Va en el autobús camino de la universidad. No le gusta estudiar. Cree que los de su carrera son entre estúpidos y vacíos. Prefiere leer novelas y ensayos de todos los tipos y colores. Aunque a decir verdad las clases son un buen lugar para encontrarse con bibliografía que luego recoge en la biblioteca y devora en casa. A veces, cuando se suelta la melena, escribe. Le gustaría escribir cuentos infantiles pero con ilustraciones muy muy suaves. Porque se acuerda de cuando era pequeña y su abuelo y sus padres le contaban cuentos imaginados. Entonces ella tenía que hacer todo el trabajo de inventar los dibujos y paisajes. Así desarrolló una espectacular imaginación. Pero con sus ilustraciones los niños tendrían por donde empezar a imaginar, y todo sería más fácil.

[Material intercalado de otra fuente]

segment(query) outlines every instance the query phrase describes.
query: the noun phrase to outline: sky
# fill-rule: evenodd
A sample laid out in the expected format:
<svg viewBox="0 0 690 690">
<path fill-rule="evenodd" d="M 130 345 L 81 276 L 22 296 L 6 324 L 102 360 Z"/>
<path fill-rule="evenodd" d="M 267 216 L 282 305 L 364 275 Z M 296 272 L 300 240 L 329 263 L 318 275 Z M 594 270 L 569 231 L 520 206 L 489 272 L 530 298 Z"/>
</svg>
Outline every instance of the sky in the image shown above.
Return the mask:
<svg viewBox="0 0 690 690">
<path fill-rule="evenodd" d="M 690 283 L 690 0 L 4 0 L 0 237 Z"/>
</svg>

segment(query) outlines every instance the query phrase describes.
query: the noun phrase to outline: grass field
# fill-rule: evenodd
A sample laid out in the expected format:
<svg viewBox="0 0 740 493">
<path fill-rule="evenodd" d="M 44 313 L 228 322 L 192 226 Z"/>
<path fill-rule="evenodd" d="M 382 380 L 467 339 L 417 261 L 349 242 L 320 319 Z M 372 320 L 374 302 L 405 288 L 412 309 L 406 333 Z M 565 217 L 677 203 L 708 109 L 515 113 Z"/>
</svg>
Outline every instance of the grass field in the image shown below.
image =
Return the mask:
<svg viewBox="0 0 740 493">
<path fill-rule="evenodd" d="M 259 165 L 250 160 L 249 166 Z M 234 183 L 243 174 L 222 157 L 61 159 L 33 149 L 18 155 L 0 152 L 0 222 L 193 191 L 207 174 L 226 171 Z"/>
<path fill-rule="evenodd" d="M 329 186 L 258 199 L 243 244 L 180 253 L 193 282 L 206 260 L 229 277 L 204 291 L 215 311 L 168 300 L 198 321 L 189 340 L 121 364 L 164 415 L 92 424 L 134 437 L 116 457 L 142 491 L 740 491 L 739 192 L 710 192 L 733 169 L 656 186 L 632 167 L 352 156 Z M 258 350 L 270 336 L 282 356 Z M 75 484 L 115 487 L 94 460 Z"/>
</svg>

Considera que estudiar sólo sirve para no morirse antes de tiempo. Aprender, y aprender. No obstante tiene miedo. Porque lee mucho y luego no recuerda fechas, autores, personajes. A veces recuerda el olor o la música que la rodeaba cuando leyó una de sus novelas preferidas, pero no recuerda el nombre de sus personajes principales. No va a parecer demasiado lista frente a sus compañeros. Por una parte le importa mucho hacerles saber que ella vuela más alto. Pero por otra, tampoco le da importancia. Apenas tiene relación con esos personajes pegados al teléfono que llevan ropa nueva cada día y se gastan en zapatillas lo que nunca se dejarían en cómics-abre-mentes.
Aunque en el fondo; en el fondo del fondo, les tiene envidia. Ella también desea salir de fiesta, tomarse tres copas, que alguien le coma la boca, volver a casa y acostarse con su ego. Las cosas de los demás que le causan asco a la vez le atraen. Es lo que les pasa a muchos de los personajes que crea en su cabeza a partir de sus libros. Y piensa que, al final, todos odiamos y amamos a partes iguales lo que no tenemos. Al fin y al cabo, ¿quién no se ha preguntado alguna vez que se siente al hacerse un chute de la sustancia más tóxica y placentera? (¿el poder? ¿el primer amor embriagador? ¿la cocaína?).
Lucía confía en que su tristeza irá desvaneciéndose a medida que todo empiece a importarle una mierda. Y también tiene fe (algún tipo de fe, no sabe cuál) en que encontrará a alguien que ame los libros como ella. Que le recomiende un libro tras otro y los puedan comentar en las cafeterías pequeñas donde sirven pedazos de tartas de zanahoria y cafés humeantes en tazas de desayuno. Donde se escuche la melodía de Desayuno con Diamantes, lo único que salvaría de la película Lucía.
El autobús está llegando a su destino. Pero, ¿y si baja una parada o dos antes? ¿Y echa a andar? Ya sabe lo que va a ver si llega hasta el final. Pero no tiene ni la menor idea de lo que puede ocurrirle si dedica el día a leer en los bancos, caminar por la arena, o escribe poemas en las escolleras del mar, que se ve no tan lejos, a unos kilómetros de donde se encuentra.
¿Y si baja? Y deja de pensar en lo que podría ser. Y olvida un poco la universidad, que le llena la cabeza de ideas que nadie lleva a cabo, donde la gente apenas piensa. Y se pone a buscar, aunque parezca que no quiere, a ese o esa que le muestre el sendero de lo que no está pasando (pero podría ocurrir).